Unlike most of us, who get aggravated and annoyed, Steele Moore says she likes complaining because of the challenge it presents. She will keep on the phone until she gets an answer and is not embarrassed to send e-mails to CEOs until she gets a response.

“So, when you call people to complain on someone’s behalf, you introduce yourself as calling from Complaints Are Us?” “I sure do,” she says.

I’ve brought a list of complaints for Steele Moore (McDonald’s screwed up my order, the construction at Avenue and St. Clair is mind-blowing, when I order movies from Rogers On Demand, sometimes they stop in the middle), but I’ve brought one major thorn in my side.

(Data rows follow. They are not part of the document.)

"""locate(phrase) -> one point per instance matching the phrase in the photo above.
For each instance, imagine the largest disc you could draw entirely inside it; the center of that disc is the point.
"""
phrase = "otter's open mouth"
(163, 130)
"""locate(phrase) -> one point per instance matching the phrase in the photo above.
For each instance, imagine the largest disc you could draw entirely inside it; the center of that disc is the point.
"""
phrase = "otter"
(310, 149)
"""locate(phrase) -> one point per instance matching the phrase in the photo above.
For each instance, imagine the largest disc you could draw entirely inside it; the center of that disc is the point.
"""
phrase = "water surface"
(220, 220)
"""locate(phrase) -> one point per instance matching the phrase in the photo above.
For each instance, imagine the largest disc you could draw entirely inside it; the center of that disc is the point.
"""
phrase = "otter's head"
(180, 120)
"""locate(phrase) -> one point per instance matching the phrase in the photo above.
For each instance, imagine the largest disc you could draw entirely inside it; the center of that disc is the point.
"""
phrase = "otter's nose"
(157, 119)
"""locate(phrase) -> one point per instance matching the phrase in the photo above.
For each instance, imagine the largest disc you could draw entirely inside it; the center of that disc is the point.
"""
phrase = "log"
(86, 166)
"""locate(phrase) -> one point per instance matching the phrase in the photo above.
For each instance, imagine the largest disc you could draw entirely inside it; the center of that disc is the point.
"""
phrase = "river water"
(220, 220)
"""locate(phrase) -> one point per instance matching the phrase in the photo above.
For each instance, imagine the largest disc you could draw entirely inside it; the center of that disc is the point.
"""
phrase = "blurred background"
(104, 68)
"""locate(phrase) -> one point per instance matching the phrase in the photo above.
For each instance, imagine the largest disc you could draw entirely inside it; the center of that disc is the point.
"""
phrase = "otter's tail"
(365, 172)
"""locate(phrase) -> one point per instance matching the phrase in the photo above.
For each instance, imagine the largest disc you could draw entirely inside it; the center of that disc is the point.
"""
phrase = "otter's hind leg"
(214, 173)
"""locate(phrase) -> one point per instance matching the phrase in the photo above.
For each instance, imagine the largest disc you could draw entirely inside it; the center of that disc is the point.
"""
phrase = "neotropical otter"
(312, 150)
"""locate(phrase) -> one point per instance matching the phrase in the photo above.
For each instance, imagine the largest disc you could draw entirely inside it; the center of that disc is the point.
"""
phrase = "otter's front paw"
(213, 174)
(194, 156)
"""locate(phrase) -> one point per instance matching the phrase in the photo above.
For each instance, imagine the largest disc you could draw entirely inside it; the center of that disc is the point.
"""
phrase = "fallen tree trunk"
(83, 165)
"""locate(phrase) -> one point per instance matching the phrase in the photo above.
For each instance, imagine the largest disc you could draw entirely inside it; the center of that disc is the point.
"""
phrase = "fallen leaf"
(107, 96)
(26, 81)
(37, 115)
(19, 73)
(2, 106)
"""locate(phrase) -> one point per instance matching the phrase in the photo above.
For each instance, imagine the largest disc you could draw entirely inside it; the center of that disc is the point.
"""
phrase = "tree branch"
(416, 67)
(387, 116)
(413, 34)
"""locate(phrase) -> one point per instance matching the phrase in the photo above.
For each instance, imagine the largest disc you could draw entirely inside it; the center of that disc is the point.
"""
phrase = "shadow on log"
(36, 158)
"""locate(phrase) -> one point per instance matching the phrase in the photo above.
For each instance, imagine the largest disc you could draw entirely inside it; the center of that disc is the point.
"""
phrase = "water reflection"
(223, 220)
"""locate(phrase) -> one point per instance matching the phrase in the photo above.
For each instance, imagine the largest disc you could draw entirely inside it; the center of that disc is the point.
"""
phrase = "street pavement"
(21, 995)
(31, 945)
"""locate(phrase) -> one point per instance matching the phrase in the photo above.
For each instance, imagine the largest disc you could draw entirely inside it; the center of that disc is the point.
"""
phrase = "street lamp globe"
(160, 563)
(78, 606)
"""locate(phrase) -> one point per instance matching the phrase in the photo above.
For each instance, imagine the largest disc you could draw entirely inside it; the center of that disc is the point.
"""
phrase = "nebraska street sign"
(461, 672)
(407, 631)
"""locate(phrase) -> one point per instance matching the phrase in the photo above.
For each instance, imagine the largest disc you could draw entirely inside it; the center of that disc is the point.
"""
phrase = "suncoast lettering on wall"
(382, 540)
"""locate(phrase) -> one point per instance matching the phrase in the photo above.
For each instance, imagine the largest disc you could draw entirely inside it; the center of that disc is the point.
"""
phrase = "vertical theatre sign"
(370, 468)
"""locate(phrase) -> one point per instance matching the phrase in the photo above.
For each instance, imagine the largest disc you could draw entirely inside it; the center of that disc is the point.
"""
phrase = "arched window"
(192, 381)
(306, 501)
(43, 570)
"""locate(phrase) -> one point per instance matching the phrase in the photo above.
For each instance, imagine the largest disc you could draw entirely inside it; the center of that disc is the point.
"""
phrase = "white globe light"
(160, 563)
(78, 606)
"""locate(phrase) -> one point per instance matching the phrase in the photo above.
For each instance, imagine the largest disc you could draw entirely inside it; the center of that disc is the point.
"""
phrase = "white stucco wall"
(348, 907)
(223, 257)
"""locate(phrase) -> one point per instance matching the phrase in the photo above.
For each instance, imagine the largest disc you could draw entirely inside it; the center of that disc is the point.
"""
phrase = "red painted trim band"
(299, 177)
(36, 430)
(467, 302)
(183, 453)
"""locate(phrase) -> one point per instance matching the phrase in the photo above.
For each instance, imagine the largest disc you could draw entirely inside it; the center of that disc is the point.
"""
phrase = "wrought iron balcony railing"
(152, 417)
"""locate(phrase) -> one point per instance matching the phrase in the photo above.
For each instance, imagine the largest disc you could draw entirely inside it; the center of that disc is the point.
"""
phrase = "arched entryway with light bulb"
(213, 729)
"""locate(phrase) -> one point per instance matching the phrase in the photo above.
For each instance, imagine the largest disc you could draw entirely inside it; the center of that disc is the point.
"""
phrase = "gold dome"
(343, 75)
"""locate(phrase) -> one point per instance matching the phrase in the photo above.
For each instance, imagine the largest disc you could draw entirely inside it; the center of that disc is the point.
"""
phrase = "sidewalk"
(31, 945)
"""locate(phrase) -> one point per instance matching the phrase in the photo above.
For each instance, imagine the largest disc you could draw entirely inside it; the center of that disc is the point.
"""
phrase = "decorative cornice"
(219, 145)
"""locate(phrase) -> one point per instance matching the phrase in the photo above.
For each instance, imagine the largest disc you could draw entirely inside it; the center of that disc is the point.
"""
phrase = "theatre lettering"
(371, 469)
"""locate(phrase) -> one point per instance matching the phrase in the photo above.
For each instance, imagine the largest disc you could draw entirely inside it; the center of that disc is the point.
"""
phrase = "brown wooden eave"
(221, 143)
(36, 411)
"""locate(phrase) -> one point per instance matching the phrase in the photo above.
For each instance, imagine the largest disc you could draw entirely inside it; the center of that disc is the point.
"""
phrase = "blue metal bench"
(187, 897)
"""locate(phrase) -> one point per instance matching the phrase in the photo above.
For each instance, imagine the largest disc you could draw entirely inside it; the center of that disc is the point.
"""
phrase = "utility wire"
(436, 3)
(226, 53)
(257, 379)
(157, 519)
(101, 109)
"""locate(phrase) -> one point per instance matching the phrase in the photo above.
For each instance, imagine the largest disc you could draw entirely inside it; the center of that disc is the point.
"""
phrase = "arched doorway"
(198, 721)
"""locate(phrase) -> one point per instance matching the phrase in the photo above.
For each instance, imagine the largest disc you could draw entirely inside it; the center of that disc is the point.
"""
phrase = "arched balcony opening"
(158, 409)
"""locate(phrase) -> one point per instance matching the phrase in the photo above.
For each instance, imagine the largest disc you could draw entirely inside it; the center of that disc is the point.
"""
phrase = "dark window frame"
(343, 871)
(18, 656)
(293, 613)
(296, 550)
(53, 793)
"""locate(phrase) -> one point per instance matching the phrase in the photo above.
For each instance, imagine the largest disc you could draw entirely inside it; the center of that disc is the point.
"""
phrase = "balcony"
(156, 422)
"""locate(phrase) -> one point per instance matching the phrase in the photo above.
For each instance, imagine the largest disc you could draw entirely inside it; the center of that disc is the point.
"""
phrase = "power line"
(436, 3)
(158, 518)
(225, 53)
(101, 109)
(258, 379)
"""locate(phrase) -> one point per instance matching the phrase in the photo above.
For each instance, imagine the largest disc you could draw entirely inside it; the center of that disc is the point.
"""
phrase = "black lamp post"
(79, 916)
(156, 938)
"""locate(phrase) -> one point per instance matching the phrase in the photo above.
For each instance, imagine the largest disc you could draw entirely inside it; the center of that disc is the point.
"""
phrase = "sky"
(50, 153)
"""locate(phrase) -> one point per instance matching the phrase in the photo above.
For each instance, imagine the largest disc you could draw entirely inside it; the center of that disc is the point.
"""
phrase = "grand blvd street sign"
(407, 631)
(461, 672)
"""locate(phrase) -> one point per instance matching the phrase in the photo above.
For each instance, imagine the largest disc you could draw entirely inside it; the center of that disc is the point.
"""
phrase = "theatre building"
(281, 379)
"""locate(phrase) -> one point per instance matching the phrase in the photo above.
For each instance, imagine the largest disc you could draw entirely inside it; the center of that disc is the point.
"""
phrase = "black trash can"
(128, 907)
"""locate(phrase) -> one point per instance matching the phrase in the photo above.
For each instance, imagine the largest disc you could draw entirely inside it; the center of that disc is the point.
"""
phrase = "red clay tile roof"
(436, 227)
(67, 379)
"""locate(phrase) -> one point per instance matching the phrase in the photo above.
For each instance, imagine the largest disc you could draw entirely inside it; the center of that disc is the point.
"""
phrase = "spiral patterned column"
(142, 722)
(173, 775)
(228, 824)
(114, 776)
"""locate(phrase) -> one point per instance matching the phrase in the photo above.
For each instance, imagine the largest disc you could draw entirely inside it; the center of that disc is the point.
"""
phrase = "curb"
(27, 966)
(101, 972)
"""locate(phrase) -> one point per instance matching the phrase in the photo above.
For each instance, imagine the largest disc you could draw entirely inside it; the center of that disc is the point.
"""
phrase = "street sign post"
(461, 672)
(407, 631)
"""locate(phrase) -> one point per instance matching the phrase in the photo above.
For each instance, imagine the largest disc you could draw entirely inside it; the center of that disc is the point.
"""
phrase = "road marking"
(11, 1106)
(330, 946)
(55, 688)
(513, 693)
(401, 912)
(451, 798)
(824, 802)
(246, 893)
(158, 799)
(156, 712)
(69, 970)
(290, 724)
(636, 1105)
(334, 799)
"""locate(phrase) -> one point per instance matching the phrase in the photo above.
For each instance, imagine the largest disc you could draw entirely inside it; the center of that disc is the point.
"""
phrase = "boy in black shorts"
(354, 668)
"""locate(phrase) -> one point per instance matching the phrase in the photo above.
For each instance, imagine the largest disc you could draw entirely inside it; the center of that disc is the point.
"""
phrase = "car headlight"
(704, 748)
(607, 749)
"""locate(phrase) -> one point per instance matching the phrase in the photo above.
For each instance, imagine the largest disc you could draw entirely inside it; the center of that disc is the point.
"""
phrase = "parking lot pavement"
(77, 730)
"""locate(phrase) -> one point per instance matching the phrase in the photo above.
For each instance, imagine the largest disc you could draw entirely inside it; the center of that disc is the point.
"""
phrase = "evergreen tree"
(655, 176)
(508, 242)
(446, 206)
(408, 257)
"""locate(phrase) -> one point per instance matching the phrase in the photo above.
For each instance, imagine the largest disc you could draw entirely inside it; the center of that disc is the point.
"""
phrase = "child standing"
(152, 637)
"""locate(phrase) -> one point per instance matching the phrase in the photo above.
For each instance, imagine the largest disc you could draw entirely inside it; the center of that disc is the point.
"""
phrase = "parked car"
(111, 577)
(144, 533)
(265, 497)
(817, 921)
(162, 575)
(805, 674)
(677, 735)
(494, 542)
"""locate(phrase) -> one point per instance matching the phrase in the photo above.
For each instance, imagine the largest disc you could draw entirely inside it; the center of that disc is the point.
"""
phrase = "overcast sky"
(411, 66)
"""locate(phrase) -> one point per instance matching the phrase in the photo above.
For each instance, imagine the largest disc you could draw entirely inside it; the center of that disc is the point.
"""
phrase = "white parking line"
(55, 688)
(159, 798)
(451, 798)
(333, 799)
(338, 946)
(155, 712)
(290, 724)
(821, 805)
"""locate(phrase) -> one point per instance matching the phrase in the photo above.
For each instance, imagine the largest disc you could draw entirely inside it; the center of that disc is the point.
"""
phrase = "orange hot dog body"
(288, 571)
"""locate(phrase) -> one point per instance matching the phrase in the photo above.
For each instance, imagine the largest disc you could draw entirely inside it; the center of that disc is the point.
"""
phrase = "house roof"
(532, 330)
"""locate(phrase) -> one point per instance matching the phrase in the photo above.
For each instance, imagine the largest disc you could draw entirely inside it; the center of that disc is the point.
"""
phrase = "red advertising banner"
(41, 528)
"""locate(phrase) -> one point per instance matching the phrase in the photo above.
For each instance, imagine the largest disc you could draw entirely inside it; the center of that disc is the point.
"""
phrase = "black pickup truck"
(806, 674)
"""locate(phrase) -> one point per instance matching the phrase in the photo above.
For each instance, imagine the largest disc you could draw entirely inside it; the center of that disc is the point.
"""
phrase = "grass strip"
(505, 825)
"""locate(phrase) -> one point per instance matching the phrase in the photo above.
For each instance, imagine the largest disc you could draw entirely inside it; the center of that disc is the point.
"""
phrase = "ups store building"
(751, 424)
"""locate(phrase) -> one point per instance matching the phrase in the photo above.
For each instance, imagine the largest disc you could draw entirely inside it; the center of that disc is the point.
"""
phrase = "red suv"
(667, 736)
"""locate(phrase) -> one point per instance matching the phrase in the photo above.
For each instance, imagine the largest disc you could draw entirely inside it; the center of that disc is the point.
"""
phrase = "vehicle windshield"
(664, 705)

The day before I meet Steele Moore, I get a $30 parking ticket — while I was WALKING to the meter to PAY for a ticket to put on my dashboard. The parking ticket person had magically disappeared, like David Copperfield, in the 30 seconds I had turned my back. I complained about it to all my friends that day.

“I’ll get that cancelled for you,” says Steele, taking the ticket and my paid parking meter receipt. I’m doubtful and wonder if I should just pay the $30. Yet, I don’t want to spend my afternoon at City Hall, nor do I have the time.

“ People get very emotional when they complain.… I take all emotion out.”

In recent months, Steele Moore has complained on behalf of clients to phone companies, numerous car dealerships, a washing machine company and banks. (She won’t deal with issues like custody or medical problems.)

Most people, she says, don’t have the time or energy, even if they are wronged, to complain.

“For example, this washing machine that had broken for one of my clients. Well, she called numerous times, had to stay home twice, and they charged her twice for the visits, even though the machine was just purchased and under warranty,” she explains.

“Even then it wasn’t fixed. Imagine having to ruin two days of your life, spending so much time trying to get someone to fix it, and then still have it broken? When I called, I got it fixed in a couple days.”

“People get very emotional when they complain,” says Steele Moore. “They get frustrated easily and then people aren’t receptive. I take all emotion out,” she says. “I’m a third party.”

She knows she has done a good job when her clients receive calls from companies making up for their wrongs.

Complaining, professionally at least, doesn’t necessarily come cheap.

Steele Moore charges a basic $50 fee (the first hour) to fill out your complaint form and then by the hour afterwards, normally $25 each hour, $75 per hour for high-priority cases. For some — such as the client who had purchased a mattress from a leading company for a couple thousand dollars and then, after a couple weeks, found that he was sinking into it and couldn’t get anyone to call him back — it’s beyond worth it.

By the end of our meeting, Steele Moore has had my parking ticket cancelled, which normally would have cost $30 — same as the ticket, with no aggravation. (Yippee!)

What can I say? It’s very relaxing to have someone else to deal with your problems.

I ask her, jokingly, if she can do something about the weather. “Well, my husband is a meteorologist,” she says. Is there nothing my new best friend can’t do?